We wanted to see if we could identify a relatively large sample, not just a sample, therefore we wanted to maximise our sampling frame and the period of time looked at, especially given that lengths of stay at these services are four years on average (https://bmcpsychiatry.biomedcentral.com/articles/10.1186/s12888-016-0797-6).

Search approach:

• Line 135-136: “….sample in terms of their sociodemographics using structured fields, and…” I think Table 2 also has information from free text search.

Here, we meant that we used structured fields to investigate the sociodemographics (and clinical characteristics) of the sample identified using the different search approaches (including the free text search), and compare this to a national survey.
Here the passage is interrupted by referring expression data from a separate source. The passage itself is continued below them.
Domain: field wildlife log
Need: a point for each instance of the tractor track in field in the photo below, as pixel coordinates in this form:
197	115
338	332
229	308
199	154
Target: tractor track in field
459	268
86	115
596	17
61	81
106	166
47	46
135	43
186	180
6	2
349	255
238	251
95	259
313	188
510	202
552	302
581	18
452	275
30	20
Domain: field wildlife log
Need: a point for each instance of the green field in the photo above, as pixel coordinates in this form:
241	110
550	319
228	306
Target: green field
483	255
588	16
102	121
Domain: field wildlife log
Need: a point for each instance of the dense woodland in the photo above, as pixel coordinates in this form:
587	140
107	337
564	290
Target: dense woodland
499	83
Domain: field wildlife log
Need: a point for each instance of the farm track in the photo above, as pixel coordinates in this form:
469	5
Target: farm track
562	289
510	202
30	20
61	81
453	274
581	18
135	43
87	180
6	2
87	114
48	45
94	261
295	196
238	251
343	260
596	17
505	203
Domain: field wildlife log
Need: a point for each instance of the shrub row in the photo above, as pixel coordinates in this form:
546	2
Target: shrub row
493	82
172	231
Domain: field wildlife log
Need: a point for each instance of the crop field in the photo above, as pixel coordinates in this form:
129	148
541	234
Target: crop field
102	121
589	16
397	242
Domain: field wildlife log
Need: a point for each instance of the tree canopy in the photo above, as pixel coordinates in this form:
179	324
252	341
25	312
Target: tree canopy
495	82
We have added text here to hopefully make this clear (p.18).

• Line 136-137: What was the reason for deciding to compare the sociodemographic data to the national survey from 2014? The study is based on only 2 of the 326 local authority areas, spread from 2008-20017, and is known to be different (as the authors mentioned in the first paragraph of the Setting).
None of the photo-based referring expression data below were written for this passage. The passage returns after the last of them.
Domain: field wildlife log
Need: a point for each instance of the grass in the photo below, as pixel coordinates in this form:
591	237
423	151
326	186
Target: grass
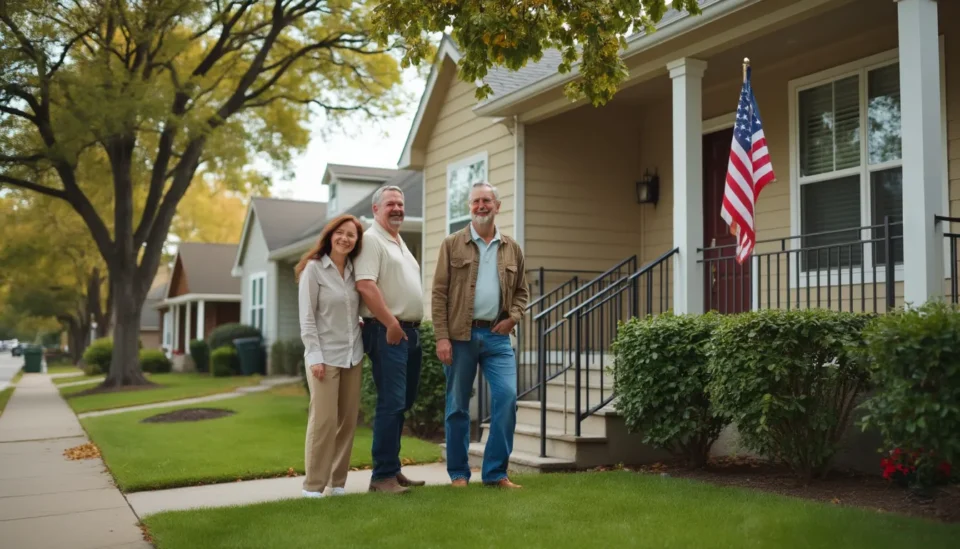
173	387
263	439
612	509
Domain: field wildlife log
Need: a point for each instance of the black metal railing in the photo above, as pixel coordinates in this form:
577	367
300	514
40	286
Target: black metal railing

This national survey provides the best description available of individuals who use mental health supported accommodation services, and so although different, we think it still a useful comparison to make. The last sentence in this section notes this difference and its effect on the results in this table (p.18).
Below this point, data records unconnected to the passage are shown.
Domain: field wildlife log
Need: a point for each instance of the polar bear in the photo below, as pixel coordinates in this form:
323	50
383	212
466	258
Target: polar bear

• Line 140-142: I could not find any details on how the authors will assess resource effectiveness? How it was measured and what was measured? We cannot assess any effectiveness by fixing the time (=resources). E.g. if we provide only 8 hours to work on something then we will get results, but quality will be compromised. Therefore, it depends on what quality was desired, which is not explained. Hence, we cannot make the resource assessment. However, I do agree that database studies are in general less resource demanding than a prospective real-world study or a clinical trial, but this study does not provide evidence supporting that.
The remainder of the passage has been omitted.